University of Georgia researchers separate plant growth and disease resistance

UGA researchers have discovered a way to increase disease resistance in plants without sacrificing growth, a discovery that could revolutionize crop productivity and sustainability in the face of climate change.

University of Georgia researchers have identified a promising approach to addressing a long-standing challenge for plant geneticists: balancing disease resistance and plant growth.

The discovery could help protect plants from disease in the future, while promoting greater biomass production to support sustainable food supplies for both humans and animals, biofuel and timber production, and more, according to the study. new study.

“Combating pathogens has been a top challenge in agriculture,” said CJ Tsai, corresponding author of the study and professor at UGA. Warnell School of Forestry and Natural Resources and Franklin College of Arts and Sciences. “Solutions that balance disease resistance and growth are sorely needed, especially with ever-increasing disease pressure from climate change.”

New technology can allow farmers to keep plants safe from pests without compromising growth

This discovery could have significant implications for crop productivity.

Salicylic acid is a well-known plant hormone that plays a vital role in increasing disease resistance and tolerance to stressors such as extreme temperatures. Salicylic acid-based strategies have long been known to enhance resistance to pests and pathogens, but practical applications have been hindered by reduced yield.

This study provides a method to separate growth suppression from the defense response, opening the door to the use of both salicylic acid and cold-regulated genes in agriculture without compromising crop success.

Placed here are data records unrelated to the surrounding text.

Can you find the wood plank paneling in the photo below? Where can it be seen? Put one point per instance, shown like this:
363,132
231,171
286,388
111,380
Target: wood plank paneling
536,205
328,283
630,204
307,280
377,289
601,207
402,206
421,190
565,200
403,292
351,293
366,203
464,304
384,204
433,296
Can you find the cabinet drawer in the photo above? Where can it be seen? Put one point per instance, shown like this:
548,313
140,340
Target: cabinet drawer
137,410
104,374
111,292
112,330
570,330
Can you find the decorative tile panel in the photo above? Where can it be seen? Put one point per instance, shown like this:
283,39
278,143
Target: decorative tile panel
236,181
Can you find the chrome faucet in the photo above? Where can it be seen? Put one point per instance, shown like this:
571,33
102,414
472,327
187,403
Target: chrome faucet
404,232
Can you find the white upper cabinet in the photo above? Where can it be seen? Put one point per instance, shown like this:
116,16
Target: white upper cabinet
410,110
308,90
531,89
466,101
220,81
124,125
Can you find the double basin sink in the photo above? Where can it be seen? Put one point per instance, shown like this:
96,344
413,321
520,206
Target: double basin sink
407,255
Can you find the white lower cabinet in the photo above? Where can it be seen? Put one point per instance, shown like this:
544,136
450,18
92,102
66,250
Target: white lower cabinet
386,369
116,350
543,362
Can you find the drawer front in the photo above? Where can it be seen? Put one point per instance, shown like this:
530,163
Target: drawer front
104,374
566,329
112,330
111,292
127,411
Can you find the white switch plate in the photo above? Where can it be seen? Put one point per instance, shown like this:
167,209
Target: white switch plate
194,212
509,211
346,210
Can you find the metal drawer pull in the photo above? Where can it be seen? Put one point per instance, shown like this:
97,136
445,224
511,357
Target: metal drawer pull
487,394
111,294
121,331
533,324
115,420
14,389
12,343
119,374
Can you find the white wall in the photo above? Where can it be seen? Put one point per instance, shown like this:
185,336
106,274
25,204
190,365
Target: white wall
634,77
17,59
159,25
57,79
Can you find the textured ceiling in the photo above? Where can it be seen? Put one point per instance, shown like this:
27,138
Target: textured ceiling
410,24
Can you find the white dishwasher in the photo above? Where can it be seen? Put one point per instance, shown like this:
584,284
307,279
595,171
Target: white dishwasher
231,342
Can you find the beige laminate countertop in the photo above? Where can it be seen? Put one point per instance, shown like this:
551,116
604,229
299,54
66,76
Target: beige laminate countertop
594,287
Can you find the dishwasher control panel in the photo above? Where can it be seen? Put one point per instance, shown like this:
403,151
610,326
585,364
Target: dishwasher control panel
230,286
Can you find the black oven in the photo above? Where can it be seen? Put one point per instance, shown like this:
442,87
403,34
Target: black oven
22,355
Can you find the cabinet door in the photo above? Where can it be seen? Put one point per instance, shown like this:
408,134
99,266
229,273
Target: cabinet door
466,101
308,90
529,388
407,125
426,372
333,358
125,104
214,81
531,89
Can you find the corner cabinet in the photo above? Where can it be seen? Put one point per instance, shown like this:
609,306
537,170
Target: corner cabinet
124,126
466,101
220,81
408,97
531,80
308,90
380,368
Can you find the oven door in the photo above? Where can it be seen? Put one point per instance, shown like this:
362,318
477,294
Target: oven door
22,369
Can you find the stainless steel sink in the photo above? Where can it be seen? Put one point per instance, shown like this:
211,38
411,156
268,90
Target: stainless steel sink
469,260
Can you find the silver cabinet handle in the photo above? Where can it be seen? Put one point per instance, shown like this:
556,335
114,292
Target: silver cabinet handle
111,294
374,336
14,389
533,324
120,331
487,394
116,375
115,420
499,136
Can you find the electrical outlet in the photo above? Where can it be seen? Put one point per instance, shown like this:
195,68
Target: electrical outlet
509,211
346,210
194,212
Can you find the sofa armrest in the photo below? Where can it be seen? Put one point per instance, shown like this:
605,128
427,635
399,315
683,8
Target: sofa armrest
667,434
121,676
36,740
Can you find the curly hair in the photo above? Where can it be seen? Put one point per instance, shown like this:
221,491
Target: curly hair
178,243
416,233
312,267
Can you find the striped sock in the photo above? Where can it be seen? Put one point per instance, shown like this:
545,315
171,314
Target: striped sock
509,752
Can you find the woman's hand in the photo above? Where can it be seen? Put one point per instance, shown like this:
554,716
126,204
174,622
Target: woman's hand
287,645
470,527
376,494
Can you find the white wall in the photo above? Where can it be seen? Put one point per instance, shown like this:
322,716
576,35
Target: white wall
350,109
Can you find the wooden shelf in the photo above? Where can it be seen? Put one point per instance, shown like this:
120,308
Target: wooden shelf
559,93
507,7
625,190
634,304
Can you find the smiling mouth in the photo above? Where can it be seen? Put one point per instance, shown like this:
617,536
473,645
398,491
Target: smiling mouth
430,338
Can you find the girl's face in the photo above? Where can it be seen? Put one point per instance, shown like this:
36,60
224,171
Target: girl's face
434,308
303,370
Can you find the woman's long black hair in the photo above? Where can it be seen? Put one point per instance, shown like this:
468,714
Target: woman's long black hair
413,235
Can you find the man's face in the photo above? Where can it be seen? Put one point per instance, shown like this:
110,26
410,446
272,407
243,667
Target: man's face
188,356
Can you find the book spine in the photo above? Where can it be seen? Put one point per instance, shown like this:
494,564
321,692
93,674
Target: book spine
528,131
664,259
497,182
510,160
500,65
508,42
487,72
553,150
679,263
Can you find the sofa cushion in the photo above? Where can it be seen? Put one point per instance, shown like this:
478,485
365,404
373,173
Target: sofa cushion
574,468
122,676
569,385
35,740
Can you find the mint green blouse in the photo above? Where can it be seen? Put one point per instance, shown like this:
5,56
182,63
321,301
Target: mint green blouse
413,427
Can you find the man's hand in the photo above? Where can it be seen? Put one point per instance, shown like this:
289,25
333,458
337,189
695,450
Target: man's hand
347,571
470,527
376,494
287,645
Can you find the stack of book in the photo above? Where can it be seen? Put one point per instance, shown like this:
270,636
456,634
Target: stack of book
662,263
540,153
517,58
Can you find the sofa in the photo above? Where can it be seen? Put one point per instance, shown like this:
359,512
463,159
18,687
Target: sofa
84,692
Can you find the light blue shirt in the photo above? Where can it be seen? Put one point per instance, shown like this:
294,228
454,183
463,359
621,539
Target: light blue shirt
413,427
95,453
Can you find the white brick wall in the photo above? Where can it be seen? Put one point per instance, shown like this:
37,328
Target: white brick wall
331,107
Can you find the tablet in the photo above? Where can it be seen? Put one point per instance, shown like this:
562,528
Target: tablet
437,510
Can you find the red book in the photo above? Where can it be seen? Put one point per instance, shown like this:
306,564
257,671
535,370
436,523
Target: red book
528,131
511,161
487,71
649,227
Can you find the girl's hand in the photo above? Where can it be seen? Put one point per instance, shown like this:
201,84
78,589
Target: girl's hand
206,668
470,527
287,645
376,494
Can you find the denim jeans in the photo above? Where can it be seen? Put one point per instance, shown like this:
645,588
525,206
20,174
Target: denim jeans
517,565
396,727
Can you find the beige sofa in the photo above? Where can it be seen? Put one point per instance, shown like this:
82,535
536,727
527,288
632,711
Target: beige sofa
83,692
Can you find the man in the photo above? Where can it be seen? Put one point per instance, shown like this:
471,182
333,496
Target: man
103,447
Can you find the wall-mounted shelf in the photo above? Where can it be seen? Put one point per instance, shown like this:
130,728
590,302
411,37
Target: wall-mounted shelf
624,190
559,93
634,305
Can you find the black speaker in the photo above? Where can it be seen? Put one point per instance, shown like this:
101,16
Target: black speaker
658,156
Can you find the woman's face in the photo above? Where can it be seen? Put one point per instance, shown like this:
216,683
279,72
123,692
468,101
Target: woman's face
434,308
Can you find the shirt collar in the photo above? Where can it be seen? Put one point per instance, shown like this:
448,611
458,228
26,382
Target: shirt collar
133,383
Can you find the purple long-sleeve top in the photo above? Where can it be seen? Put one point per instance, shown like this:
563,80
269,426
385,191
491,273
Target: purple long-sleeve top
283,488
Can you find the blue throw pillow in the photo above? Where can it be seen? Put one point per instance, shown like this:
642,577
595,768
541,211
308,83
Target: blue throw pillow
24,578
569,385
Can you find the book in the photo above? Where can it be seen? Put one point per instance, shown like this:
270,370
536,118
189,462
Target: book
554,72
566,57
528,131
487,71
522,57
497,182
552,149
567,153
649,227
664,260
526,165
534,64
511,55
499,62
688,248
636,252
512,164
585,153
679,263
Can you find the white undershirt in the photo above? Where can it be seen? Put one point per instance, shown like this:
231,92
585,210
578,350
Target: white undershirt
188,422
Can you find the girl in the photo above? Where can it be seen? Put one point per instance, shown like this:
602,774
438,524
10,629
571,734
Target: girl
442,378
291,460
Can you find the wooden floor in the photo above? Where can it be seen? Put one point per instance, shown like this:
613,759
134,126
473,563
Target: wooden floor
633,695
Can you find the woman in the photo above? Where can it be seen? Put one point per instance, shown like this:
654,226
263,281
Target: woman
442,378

The team is already expanding their research by testing the approach on other crops such as alfalfa, “the queen of fodder.” The researchers will test the plant’s ability to grow with limited water and nutrient inputs. If successful, the technology promises to generate climate-resilient crops.

This work, published in Plant Cell, was supported in part by the Georgia Research Alliance, the National Science Foundation, and the National Institute of Food and Agriculture. The paper’s co-authors include María Ortega, Rhodesia Celoy, Francisco Chacon, Yinan Yuan, Liang-Jiao Xue, Saurabh Pandey, MaKenzie Drowns and Brian Kvitko.